Targeting this "wound response" of cancer stem cells can potentially provide a novel approach for therapeutic invention, said researchers from the National Cancer Institute-designated Dan L. Duncan Cancer Center at Baylor College of Medicine.

The results of their study appear online in the journal Nature today.

"Treatment for advanced bladder cancer is limited to surgery and chemotherapy. There are no targeted treatments available," said Dr. Keith Syson Chan, an assistant professor of molecular and cellular biology and of urology and the corresponding author on the report. "The chemotherapy response is far from ideal so the clinical goal is to advance research into this area and uncover a much more targeted approach."

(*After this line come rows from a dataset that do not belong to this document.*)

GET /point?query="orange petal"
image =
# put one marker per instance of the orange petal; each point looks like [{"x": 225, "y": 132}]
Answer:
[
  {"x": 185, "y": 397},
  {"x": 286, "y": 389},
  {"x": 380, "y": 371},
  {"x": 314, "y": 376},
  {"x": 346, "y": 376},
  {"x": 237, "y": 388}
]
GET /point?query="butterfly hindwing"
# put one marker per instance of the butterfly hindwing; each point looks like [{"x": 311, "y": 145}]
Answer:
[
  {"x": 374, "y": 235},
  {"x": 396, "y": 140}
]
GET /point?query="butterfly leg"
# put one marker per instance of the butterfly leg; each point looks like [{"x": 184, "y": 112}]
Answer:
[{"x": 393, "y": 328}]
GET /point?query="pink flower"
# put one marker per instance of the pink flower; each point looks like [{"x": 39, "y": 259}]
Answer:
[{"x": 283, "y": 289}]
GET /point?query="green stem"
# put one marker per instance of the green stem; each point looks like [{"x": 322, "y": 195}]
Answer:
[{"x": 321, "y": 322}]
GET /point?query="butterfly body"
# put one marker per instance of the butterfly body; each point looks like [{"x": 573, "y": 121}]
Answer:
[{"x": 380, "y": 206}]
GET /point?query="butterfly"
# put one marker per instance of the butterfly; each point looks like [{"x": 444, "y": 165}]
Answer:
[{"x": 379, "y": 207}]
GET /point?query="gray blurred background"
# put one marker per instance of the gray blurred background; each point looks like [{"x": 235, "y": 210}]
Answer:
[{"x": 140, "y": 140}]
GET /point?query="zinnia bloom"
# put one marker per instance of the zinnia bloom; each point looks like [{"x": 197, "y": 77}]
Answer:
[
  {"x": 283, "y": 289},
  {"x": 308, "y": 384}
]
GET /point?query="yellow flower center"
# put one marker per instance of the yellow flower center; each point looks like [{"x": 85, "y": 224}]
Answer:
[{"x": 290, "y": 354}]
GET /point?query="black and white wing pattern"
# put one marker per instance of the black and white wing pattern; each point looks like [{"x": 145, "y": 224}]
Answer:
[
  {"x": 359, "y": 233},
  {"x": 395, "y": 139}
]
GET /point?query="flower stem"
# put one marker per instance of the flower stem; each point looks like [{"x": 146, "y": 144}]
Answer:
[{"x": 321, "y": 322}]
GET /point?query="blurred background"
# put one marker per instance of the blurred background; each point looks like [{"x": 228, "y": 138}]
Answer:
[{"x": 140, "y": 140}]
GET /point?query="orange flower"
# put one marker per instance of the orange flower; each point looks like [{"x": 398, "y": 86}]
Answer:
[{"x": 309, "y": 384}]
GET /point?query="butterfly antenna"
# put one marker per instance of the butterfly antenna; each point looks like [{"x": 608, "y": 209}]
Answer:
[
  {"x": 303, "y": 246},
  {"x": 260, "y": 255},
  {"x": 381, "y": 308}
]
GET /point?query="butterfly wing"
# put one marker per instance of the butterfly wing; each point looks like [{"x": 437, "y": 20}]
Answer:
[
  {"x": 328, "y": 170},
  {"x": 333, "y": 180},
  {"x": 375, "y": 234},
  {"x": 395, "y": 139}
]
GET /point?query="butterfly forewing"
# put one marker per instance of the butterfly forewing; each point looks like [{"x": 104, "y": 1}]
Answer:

Together with co-lead authors Antonina Kurtova, a graduate student in the Translational Biology and Molecular Medicine Program at Baylor, and Dr. Jing Xiao, research assistant in urology at Baylor, Chan and his team sought out to identify mechanisms underlying the development of resistance in bladder cancer that has invaded the muscles. They found that regrowth of cancer stem cells actively contributes to therapy resistance between drug treatment cycles.

"This is a paradoxical mechanism leading to resistance, one we didn't expect," said Chan. "The cancer stem cells actively regrow and respond to the induced damage or apoptosis (cell death) caused by chemotherapy in between the different cycles, similar to how normal tissue stem cells respond to wound-induced damages."

The proliferation is stimulated by the release of a metabolite (or factor) called prostaglandin E2 or PGE2 from the dying cells, which causes the cancer stem cells to repopulate tumors that were reduced in size by chemotherapy, they found.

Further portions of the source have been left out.